Tuesday, 25 September 2012

Week 16: Sparks are Flying

This week at the Mayme A. Clayton Library and Museum, I contributed to my first program for children, learned about Mayme’s film collection and was inspired to fully incorporate volunteers into the processing of Mayme’s papers. I also participated in an engaging professional development call with Carnegie Museum of Art regarding their Charles "Teenie" Harris photograph collection.

On Saturday, the Los Angeles chapter of Jack and Jill was hosting a program on the 1963 church bombing in Birmingham, Alabama. The focus of the commemoration was one of the victims, 14 year old Carole Robertson, who was also a Jack and Jill member. The kids and their parents gathered in our multi-purpose room and shared their thoughts, research or creative outputs regarding the incident. There were around 13 children, aged 3 to 16, and around 15 adults present for the program. The program organizers set aside an hour for the museum staff to talk with the group. Cara decided that it would nice to exhibit some of the artifacts related to the bombing and then have the kids scrapbook about what they had learned and their reactions to the day. Earlier in the week, Cara had pulled the relevant Jet, Ebony, and Pittsburgh Courier magazines, as well as some Ku Klux Klan pamphlets and sheet music. She placed them plastic sleeves and they were exhibited throughout the program. Cara also gathered the arts and crafts supplies that the children would be using. I was responsible for scanning articles and photographs which were to be copied and included in the scrapbooks. I introduced myself and the project to the group and, along with Cara, helped the kids think about what pictures and words they could include in their scrapbook. Most of the children were too young to really grasp the significance of the Civil Rights Movement, but they seemed to identify “anger” at that those men who killed children, “sadness” that Carole was not living anymore and “happy” that Barack and Michelle are in the White House. Hopefully they will fill in the gaps as they get older. 

After the Jack and Jill group cleared out of the building, we had to make room for a film screening in the large courtroom. The “film” was actually a 90 minute compilation of Mayme’s musical shorts from the 1940’s and 1950’s. Although my workday was over, I stuck around and watched.
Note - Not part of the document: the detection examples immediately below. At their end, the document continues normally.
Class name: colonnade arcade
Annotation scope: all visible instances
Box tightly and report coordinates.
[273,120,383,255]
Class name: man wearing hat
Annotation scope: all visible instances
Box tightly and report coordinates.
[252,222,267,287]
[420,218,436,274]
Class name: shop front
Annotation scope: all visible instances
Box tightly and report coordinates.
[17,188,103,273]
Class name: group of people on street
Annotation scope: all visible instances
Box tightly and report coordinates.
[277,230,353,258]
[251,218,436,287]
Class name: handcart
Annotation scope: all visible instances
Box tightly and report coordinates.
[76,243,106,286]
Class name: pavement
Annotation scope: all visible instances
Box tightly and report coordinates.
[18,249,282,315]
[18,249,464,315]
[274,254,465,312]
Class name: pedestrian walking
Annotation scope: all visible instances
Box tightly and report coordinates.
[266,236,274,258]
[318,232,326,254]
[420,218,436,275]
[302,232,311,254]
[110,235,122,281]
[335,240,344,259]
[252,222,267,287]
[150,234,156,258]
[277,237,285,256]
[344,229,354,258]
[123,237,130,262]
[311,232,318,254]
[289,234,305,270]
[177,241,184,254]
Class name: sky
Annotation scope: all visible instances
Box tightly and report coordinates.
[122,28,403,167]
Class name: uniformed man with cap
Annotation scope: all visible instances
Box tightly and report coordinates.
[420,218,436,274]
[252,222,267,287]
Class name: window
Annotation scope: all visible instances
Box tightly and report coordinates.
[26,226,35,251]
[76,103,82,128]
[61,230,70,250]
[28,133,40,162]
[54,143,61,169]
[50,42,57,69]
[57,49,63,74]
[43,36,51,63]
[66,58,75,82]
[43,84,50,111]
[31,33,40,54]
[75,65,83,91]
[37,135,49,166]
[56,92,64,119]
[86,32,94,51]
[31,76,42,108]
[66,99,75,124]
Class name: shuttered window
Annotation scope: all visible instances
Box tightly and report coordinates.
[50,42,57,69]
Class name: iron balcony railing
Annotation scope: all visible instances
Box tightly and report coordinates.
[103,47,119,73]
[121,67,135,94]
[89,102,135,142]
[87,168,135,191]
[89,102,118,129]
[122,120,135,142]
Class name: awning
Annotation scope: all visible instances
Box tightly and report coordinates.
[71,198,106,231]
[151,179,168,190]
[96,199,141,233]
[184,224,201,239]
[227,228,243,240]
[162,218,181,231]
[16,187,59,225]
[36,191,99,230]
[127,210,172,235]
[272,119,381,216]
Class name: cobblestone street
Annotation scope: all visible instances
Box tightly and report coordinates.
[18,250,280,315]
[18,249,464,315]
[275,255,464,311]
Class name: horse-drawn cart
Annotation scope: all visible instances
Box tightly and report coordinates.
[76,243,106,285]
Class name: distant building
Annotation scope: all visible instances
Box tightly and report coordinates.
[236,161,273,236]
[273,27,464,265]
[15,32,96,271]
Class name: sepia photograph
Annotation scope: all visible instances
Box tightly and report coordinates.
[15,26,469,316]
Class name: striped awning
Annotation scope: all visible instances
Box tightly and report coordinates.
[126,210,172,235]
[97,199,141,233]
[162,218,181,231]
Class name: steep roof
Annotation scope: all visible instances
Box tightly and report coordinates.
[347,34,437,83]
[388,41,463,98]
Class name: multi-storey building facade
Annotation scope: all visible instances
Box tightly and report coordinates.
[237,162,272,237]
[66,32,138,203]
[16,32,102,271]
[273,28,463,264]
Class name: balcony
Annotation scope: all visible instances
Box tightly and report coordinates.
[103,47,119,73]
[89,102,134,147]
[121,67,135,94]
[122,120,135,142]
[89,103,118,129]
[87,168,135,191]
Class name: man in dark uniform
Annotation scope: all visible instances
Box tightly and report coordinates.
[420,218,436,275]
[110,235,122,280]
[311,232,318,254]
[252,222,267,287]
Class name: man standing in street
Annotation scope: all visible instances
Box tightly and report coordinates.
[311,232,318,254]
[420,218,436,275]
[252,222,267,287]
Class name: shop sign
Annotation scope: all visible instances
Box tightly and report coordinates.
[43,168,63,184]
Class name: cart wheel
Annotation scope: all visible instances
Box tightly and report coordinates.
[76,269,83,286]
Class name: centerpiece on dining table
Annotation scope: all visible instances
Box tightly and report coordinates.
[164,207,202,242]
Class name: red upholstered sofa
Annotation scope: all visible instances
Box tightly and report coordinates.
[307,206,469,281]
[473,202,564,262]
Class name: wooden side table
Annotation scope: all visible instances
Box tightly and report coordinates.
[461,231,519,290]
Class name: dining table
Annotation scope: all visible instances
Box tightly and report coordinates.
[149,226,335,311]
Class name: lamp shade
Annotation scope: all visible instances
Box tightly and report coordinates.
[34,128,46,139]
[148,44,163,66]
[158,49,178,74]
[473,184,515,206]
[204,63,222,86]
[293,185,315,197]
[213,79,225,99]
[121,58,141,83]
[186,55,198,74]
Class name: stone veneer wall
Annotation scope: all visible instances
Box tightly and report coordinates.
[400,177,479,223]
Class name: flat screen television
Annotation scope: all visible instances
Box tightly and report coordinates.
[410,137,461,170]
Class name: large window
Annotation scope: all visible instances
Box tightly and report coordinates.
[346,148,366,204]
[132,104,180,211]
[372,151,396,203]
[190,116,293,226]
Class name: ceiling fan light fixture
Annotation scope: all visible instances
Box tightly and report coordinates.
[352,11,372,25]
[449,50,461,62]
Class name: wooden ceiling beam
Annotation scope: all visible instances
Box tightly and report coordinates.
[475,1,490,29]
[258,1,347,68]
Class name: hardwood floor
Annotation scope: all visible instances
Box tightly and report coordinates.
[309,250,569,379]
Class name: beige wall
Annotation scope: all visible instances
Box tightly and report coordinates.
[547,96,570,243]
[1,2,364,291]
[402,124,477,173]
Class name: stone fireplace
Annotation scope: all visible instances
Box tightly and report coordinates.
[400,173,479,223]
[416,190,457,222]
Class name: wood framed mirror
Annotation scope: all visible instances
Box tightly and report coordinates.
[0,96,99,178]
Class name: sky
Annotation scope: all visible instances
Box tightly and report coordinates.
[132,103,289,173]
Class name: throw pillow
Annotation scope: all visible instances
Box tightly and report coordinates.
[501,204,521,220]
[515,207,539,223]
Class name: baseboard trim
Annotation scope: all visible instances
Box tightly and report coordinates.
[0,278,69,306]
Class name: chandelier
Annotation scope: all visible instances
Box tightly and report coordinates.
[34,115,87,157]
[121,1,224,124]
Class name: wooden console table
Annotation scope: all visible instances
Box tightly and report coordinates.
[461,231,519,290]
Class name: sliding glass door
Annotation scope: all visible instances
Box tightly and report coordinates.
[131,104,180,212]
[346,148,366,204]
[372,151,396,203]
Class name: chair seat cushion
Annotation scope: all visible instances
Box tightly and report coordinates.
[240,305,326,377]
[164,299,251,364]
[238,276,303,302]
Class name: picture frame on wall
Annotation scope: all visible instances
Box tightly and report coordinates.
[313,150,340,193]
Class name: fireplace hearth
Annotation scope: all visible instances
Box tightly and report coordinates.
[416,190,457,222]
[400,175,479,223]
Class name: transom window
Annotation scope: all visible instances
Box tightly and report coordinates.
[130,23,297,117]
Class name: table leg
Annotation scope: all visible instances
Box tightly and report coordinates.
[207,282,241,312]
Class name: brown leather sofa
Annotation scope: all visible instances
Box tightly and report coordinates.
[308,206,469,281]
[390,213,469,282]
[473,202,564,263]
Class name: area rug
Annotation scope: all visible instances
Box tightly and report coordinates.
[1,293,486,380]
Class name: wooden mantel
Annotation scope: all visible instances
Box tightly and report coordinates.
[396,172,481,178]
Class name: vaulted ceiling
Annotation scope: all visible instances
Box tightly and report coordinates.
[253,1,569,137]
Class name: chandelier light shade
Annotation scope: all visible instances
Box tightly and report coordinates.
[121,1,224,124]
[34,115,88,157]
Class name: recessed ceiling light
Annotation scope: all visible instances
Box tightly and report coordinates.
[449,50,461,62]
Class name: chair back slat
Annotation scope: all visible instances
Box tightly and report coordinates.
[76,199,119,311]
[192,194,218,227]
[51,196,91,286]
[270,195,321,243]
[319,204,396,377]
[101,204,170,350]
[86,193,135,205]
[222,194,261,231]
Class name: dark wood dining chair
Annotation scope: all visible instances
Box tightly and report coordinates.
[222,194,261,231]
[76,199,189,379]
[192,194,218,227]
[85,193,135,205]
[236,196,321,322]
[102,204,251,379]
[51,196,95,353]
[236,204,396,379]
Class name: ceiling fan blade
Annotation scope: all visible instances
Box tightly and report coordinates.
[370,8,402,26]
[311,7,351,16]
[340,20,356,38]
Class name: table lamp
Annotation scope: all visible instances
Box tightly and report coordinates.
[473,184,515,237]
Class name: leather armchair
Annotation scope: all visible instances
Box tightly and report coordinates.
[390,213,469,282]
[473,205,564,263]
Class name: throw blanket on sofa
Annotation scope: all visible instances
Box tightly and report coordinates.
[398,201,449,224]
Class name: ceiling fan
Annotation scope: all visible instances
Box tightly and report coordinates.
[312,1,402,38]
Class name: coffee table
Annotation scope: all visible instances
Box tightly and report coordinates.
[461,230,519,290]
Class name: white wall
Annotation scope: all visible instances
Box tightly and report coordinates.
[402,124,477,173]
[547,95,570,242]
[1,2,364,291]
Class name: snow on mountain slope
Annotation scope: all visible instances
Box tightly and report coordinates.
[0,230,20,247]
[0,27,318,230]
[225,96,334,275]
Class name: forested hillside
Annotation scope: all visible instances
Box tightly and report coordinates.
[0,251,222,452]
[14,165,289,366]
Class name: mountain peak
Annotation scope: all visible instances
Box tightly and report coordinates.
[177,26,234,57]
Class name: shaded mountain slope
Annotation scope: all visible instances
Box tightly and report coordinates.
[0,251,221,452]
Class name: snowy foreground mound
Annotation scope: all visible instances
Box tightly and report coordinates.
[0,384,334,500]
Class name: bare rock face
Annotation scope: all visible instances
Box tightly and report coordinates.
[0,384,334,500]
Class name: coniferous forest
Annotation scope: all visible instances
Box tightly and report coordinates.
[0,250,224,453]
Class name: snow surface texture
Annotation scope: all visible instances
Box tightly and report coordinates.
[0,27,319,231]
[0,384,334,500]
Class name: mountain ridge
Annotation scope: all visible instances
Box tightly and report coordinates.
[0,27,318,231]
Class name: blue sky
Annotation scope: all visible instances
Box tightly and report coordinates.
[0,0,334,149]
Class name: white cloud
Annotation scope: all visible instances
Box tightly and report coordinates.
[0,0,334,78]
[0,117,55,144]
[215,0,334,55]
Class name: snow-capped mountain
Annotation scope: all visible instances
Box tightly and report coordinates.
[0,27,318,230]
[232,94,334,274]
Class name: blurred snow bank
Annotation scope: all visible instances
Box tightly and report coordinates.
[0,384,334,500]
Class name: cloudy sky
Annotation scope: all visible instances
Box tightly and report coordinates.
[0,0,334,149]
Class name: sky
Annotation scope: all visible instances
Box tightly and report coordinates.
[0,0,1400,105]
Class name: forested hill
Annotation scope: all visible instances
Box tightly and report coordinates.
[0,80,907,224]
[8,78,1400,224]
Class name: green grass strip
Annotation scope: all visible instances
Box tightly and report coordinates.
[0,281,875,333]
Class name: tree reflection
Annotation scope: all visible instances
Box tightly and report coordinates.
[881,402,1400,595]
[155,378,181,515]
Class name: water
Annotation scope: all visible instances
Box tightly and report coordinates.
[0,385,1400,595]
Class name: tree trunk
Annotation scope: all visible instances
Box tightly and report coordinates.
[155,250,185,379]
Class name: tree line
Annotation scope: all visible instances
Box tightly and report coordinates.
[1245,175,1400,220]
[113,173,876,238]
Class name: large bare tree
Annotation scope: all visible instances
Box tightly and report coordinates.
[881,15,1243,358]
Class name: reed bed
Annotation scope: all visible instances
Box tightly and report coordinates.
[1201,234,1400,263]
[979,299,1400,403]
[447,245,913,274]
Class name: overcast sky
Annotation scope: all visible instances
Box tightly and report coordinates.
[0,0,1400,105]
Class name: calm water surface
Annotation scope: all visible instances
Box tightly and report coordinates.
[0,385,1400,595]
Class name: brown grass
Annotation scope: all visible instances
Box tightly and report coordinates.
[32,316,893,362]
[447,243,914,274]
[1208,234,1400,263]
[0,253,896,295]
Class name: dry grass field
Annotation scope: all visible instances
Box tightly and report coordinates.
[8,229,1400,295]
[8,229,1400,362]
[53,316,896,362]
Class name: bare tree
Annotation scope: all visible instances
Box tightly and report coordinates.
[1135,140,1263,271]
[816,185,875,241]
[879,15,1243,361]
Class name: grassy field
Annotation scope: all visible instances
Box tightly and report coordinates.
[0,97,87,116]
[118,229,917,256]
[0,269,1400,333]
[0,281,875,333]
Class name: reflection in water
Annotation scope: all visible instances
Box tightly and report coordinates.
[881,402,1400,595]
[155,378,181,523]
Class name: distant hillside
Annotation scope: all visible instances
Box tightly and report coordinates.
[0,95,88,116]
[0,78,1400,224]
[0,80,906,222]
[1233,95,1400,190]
I am glad that I did, the performances were amazing. Nat King Cole singing “is you is or is you ain’t my baby”, Pearl Bailey swinging to “rhythm of the drums”, Fats Waller on the piano, serenading his “honeysuckle rose”. There were singing clips from Dinah Washington, Della Reese, and Cab Calloway. My favorite was the tap dancing on table tops clip from a group called Tip, Tap and Toe. At the end of the screening, a jazz and film historian, Mark Cantor, explained the circumstances and traditions that surrounded these types of recordings. Mr. Cantor knew Dr. Clayton and his description of their interactions gave me some insight into her collection. Mayme had three objectives, acquisition was her highest priority, followed by preservation and organization was a distant third. She always assumed that someone was going to have to sift through her materials and establish an order. Mr. Cantor shared many details about the purpose of these shorts and the way that black talent was treated in those days, it was fascinating. Then he starts taking questions from the audience, and there was not an artist, a song, or a recording year that stumped him, he was a jazz music encyclopedia. Overall, the event was entertaining and informative and I’m looking forward to the next one.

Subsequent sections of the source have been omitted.